Feeling a little queasy I asked, "Este es pollo?" (Is this chicken?) , "No, Senora ese..." ( I later realized the Spanish word I couldn't translate was 'rabbit'). It was 2001, and this was my second European vacation. After my first successful Western Mediterranean cruise the year before, we eagerly signed up for the Eastern Med. Three days before we had departed from Rome and were now in the Spanish countryside just outside of Barcelona. After touring the Cordorniu cava winery (Spanish champagne), our tour stopped for lunch at a local inn. As we were led to our seats I passed a waiter wheeling in a large ham...with the former owners hoof and hair still attached. The same waiter was now standing in front of me with a platter of tiny legs with tiny bones that was obviously not chicken. This was my first introduction to Spain.

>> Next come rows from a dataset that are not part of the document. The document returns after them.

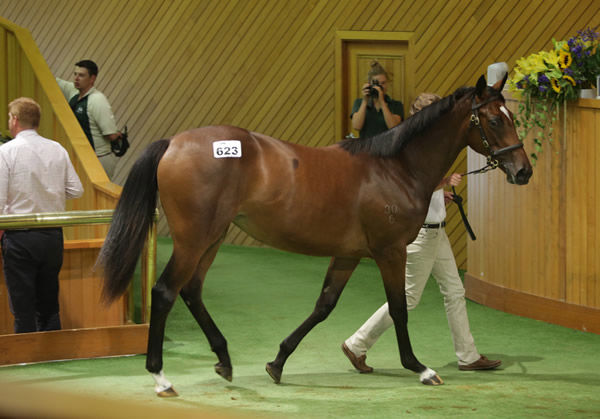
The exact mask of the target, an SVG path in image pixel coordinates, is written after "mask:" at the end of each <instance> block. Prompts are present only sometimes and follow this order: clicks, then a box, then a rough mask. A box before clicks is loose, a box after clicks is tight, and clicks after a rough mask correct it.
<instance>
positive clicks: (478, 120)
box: [465, 96, 523, 175]
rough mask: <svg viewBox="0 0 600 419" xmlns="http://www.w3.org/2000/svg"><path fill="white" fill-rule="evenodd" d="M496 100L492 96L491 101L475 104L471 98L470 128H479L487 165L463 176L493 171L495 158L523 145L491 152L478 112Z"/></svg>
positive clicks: (495, 100) (518, 144)
mask: <svg viewBox="0 0 600 419" xmlns="http://www.w3.org/2000/svg"><path fill="white" fill-rule="evenodd" d="M498 99H499V97H498V96H494V97H492V98H491V99H488V100H486V101H485V102H481V103H476V102H475V96H473V100H472V102H471V122H470V126H471V127H477V128H479V135H480V136H481V141H482V142H483V146H484V147H485V149H486V150H487V152H488V153H489V154H488V156H487V164H486V165H485V166H484V167H482V168H481V169H478V170H474V171H472V172H468V173H465V175H469V174H475V173H484V172H487V171H488V170H493V169H495V168H497V167H498V160H497V159H496V157H498V156H499V155H501V154H504V153H508V152H509V151H512V150H516V149H517V148H521V147H523V143H521V142H520V143H518V144H513V145H509V146H508V147H503V148H501V149H498V150H493V149H492V147H491V146H490V143H489V141H488V139H487V136H486V135H485V131H484V130H483V126H482V125H481V122H480V121H479V111H478V110H479V108H481V107H482V106H485V105H487V104H488V103H491V102H494V101H496V100H498Z"/></svg>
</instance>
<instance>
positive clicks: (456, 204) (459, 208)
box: [452, 186, 477, 240]
mask: <svg viewBox="0 0 600 419" xmlns="http://www.w3.org/2000/svg"><path fill="white" fill-rule="evenodd" d="M452 200H453V201H454V202H455V203H456V205H457V206H458V211H459V212H460V217H461V218H462V220H463V224H464V225H465V228H466V229H467V232H468V233H469V236H470V237H471V240H477V237H475V233H474V232H473V229H472V228H471V224H469V220H468V219H467V215H466V214H465V209H464V208H463V205H462V196H460V195H459V194H457V193H456V189H454V186H453V187H452Z"/></svg>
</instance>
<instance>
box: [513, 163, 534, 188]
mask: <svg viewBox="0 0 600 419" xmlns="http://www.w3.org/2000/svg"><path fill="white" fill-rule="evenodd" d="M532 174H533V169H532V168H531V167H527V168H525V167H524V168H522V169H521V170H519V171H518V172H517V174H516V175H508V176H507V180H508V182H509V183H512V184H516V185H527V183H529V178H530V177H531V175H532Z"/></svg>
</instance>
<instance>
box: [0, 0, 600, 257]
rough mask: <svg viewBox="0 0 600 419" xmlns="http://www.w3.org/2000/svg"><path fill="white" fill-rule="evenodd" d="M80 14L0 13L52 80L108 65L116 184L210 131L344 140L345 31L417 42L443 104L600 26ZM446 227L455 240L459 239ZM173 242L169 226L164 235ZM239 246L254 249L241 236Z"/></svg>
mask: <svg viewBox="0 0 600 419" xmlns="http://www.w3.org/2000/svg"><path fill="white" fill-rule="evenodd" d="M50 4H51V5H50ZM74 4H76V2H75V1H74V0H55V1H53V2H45V1H40V0H22V1H19V2H14V1H10V0H0V15H2V16H4V17H7V18H9V19H10V20H13V21H15V22H16V23H18V24H23V25H24V26H25V27H27V28H28V29H29V30H31V31H32V32H33V35H34V37H35V39H36V41H37V42H38V45H39V47H40V50H41V51H42V52H43V54H44V56H45V58H46V59H47V61H48V64H49V66H50V68H52V71H53V74H55V75H59V76H61V77H63V78H70V77H71V74H72V71H73V63H74V62H75V61H76V60H78V59H81V58H85V57H90V58H92V59H96V60H97V61H98V63H99V65H100V77H99V79H98V87H99V89H100V90H102V91H104V93H105V94H107V96H108V98H109V100H110V101H111V104H112V105H113V109H114V110H115V114H116V117H117V122H118V125H119V126H122V125H123V124H124V123H128V125H129V128H130V132H131V137H130V138H131V140H132V148H131V149H130V151H129V152H128V153H127V154H126V155H125V156H124V157H123V158H122V159H121V160H120V163H119V166H118V173H117V182H119V183H122V182H123V181H124V179H125V177H126V174H127V172H128V170H129V168H130V167H131V165H132V164H133V162H134V161H135V159H136V157H137V156H138V155H139V153H140V152H141V151H142V149H143V148H144V147H145V146H146V145H147V144H148V143H149V142H150V141H154V140H156V139H159V138H163V137H167V136H170V135H173V134H175V133H177V132H180V131H182V130H185V129H188V128H191V127H195V126H199V125H208V124H214V123H227V124H234V125H239V126H242V127H244V128H248V129H250V130H256V131H260V132H264V133H265V134H267V135H271V136H274V137H276V138H282V139H284V140H287V141H293V142H298V143H306V144H310V145H321V144H328V143H329V142H333V141H337V140H338V139H337V138H334V136H333V133H334V131H335V127H334V124H333V122H334V121H333V122H332V121H330V119H334V118H336V115H335V113H333V112H330V111H328V109H333V108H334V102H335V99H334V93H333V92H334V88H333V86H331V85H329V80H332V77H334V72H335V70H334V69H333V64H332V63H333V61H334V58H333V48H332V34H333V32H334V31H335V30H366V31H377V30H383V31H411V32H414V33H415V46H416V52H417V56H416V62H417V65H416V66H415V68H416V69H417V70H418V71H419V72H420V73H419V77H420V78H419V79H418V80H417V83H416V85H415V87H414V90H415V92H421V91H437V92H438V93H440V94H442V95H445V94H448V93H451V92H452V91H454V90H455V89H456V88H457V87H459V86H461V85H473V84H474V82H475V80H476V79H477V78H478V77H479V75H481V74H482V73H485V72H486V68H487V65H488V64H490V63H491V62H494V61H507V62H508V63H509V66H510V65H513V64H514V62H515V61H516V59H518V58H520V57H522V56H524V55H527V54H529V53H530V52H533V51H537V50H539V49H542V48H548V47H549V46H550V45H551V38H552V37H553V36H554V37H556V38H565V37H566V36H569V35H572V34H573V33H574V31H575V30H576V29H580V28H583V27H585V26H589V25H592V24H593V23H594V22H597V21H598V19H599V16H600V15H599V9H600V6H599V5H598V3H597V2H596V1H593V0H584V1H581V2H577V1H572V0H570V1H566V2H553V1H542V0H536V1H531V2H520V1H517V0H508V1H507V2H505V3H498V2H486V1H481V0H479V1H474V2H463V1H458V0H455V1H451V2H446V1H440V0H427V1H425V2H421V3H415V2H410V1H389V0H386V1H373V2H362V1H358V0H352V1H323V0H315V1H311V2H292V3H291V4H285V2H281V1H276V0H263V1H260V2H258V1H257V2H246V1H231V2H219V1H216V0H214V1H213V0H206V1H202V2H197V1H192V0H181V1H178V2H171V1H165V0H148V1H143V0H131V1H127V2H121V1H118V0H105V1H102V2H97V3H94V4H91V5H90V6H89V7H87V8H86V9H85V11H84V10H82V9H80V8H77V7H73V5H74ZM47 22H51V24H46V23H47ZM72 22H78V23H79V24H78V25H73V24H72ZM532 22H536V24H532ZM526 26H527V27H528V28H529V30H527V31H524V30H522V28H523V27H526ZM465 28H468V30H466V29H465ZM315 80H316V81H317V82H316V83H315ZM320 80H323V81H326V82H324V83H319V81H320ZM274 84H275V86H273V85H274ZM315 84H317V85H318V88H319V89H321V90H320V91H319V92H318V93H319V94H316V92H315V90H314V89H315ZM269 91H270V92H272V95H271V96H269V95H268V94H267V93H266V92H269ZM51 102H52V99H51ZM304 118H308V120H307V121H304V120H303V119H304ZM450 208H452V207H450ZM451 211H452V210H451V209H450V210H449V214H448V220H449V222H450V223H452V222H453V220H454V217H455V216H456V215H455V214H451ZM449 227H450V229H449V230H448V231H449V234H450V235H451V236H454V232H455V231H458V230H459V229H458V228H454V227H452V226H449ZM167 232H168V228H167V226H166V222H165V220H164V217H161V219H160V221H159V233H160V234H166V233H167ZM476 232H477V231H476ZM228 237H230V238H232V240H233V242H235V243H253V240H249V239H247V238H246V237H245V235H244V234H243V233H239V234H235V235H232V234H231V233H230V236H228ZM229 240H230V239H229V238H228V241H229ZM455 251H456V252H457V253H459V252H460V251H459V250H457V249H456V247H455Z"/></svg>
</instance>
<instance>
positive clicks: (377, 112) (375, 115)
mask: <svg viewBox="0 0 600 419" xmlns="http://www.w3.org/2000/svg"><path fill="white" fill-rule="evenodd" d="M385 102H386V103H387V105H388V108H390V112H392V113H393V114H396V115H400V116H401V117H402V120H403V121H404V105H402V102H400V101H399V100H393V99H392V98H390V97H389V96H388V95H385ZM361 104H362V98H358V99H356V100H355V101H354V105H353V106H352V113H351V114H350V119H352V115H354V113H355V112H357V111H358V109H359V108H360V105H361ZM387 130H388V127H387V125H386V124H385V118H384V116H383V111H382V110H381V109H380V110H377V109H375V106H370V105H367V112H366V115H365V124H364V125H363V128H362V129H361V130H360V138H367V137H372V136H374V135H377V134H381V133H382V132H384V131H387Z"/></svg>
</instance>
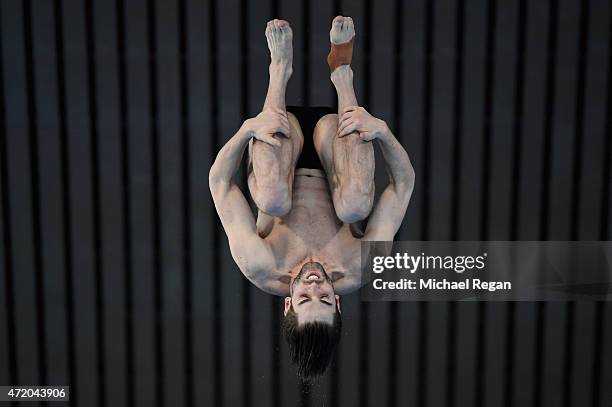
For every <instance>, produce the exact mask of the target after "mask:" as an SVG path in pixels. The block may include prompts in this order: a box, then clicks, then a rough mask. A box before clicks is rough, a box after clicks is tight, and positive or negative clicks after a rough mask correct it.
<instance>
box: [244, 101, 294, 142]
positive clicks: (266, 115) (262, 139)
mask: <svg viewBox="0 0 612 407" xmlns="http://www.w3.org/2000/svg"><path fill="white" fill-rule="evenodd" d="M242 129H243V131H245V132H248V134H249V136H250V137H253V138H255V139H257V140H260V141H263V142H264V143H268V144H270V145H272V146H276V147H280V145H281V142H280V141H279V140H278V139H276V138H274V135H275V134H282V135H283V136H285V137H289V134H290V127H289V119H288V118H287V112H285V111H283V110H280V109H266V110H264V111H263V112H261V113H259V114H258V115H257V116H255V117H253V118H251V119H247V120H246V121H245V122H244V123H243V125H242Z"/></svg>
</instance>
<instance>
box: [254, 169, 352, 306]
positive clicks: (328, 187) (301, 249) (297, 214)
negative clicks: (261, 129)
mask: <svg viewBox="0 0 612 407" xmlns="http://www.w3.org/2000/svg"><path fill="white" fill-rule="evenodd" d="M353 229H354V228H353ZM257 232H258V234H259V235H260V236H261V237H262V238H264V240H265V241H266V242H267V243H268V244H269V245H270V247H271V249H272V252H273V254H274V258H275V261H276V269H275V270H273V271H270V273H269V275H268V276H267V278H269V279H271V280H276V281H278V282H280V283H282V284H278V283H277V284H274V286H275V287H276V288H275V290H274V291H275V292H274V293H275V294H280V295H287V294H288V292H289V283H290V281H291V277H292V276H295V275H297V273H299V271H300V269H301V268H302V266H303V265H304V264H305V263H307V262H317V263H320V264H321V265H322V266H323V268H324V269H325V271H326V273H327V274H328V275H329V276H330V277H331V278H332V281H333V284H334V289H335V291H336V292H337V293H339V294H346V293H348V292H351V291H354V290H357V289H358V288H359V287H360V282H361V269H360V259H361V256H360V250H361V246H360V241H359V239H358V237H359V236H354V235H353V231H352V230H351V227H350V225H348V224H345V223H342V221H341V220H340V219H338V217H337V215H336V212H335V210H334V206H333V203H332V199H331V196H330V192H329V186H328V183H327V178H326V176H325V173H324V172H323V171H321V170H316V169H307V168H297V169H296V170H295V178H294V183H293V205H292V207H291V211H290V212H289V213H288V214H287V215H285V216H283V217H272V216H269V215H266V214H265V213H263V212H261V211H260V212H259V216H258V219H257ZM357 233H358V232H357ZM265 285H266V286H268V287H270V284H265ZM285 290H286V291H285Z"/></svg>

As I scanned the crowd for the driver who would take us to our Barcelona home for the following week, I thought back 12 years to the single day I had spent in Spain. As a more seasoned (and I hope sophisticated) traveler, I now knew the 'ham' I had seen was an Iberico ham, net worth in the neighborhood of $1500 USD. Also, while I may be considered a 'picky eater' in the US, in my 13 years of travel I had gotten much more adventurous, having enjoyed wild boar in Italy, local goulashes in Vienna and Prague as well as blood sausage in Ireland (ok, maybe 'enjoy' is a stretch with that one). This trip was my chance to redeem myself gastronomically, culturally and historically to the Catalan capital.
La Rambla stretches from la Placa Catalunya (Cataluyna Square. Catalonia a region in northeast Spain has its own language, culture and tradition. Barcelona is its capital) to the Mediterranean sea. In between is a large, tree lined boulevard designed as as pedestrian zone; cars are secondary and forced into narrow side lanes. La Rambla is home to shops, restaurants, street performers, artists and literally dozens of flower and bird stands. It is here along with Passeig Gracia, Barcelona comes to stroll. It would be our home for the next week at the La Meridien Barcelona.
Like real estate, travel is all about location, location, location. From our La Rambla hotel we were within walking distance of the Barrio Gotico (Gothic District which housed both the Barcelona Cathedral and the Picasso Museum), la Eixample (literally 'The Expansion" Barcelona's Modernisma district with its buildings by local son, the famous architect , Antonio Gaudi), la Bouqeria one of the largest open air markets in all of Europe, as well the beaches of Barcelonetta known for its many nightclubs and restaurants located along its boardwalk.
After check in at the hotel, we headed out for a tapas bar. Tapas (or 'little plates') are prepared appetizers and are often enjoyed with cava (local champagne) or sangria - we happily enjoyed both. Feeling the effects of both the cava and jet lag, we headed east towards the Mediterranean, where the great boulevard ends. There, high on an obelisk and pointing out to sea, is the statue of Christopher Columbus. (an Italian who finally received funding for his explorations by the great Spanish King and Queen Ferdinand and Isabella, departed from Barcelona harbor August 3, 1492). I stood in front of the statue, with the same view of Columbus, towards the new world. As a very amateur genealogist, I am often amazed at all the people all over the world who had to meet, fall in love and have children so I could some day be born. What Columbus did was even bigger without him literally billions of people would never have the same opportunities I know I often take for granted.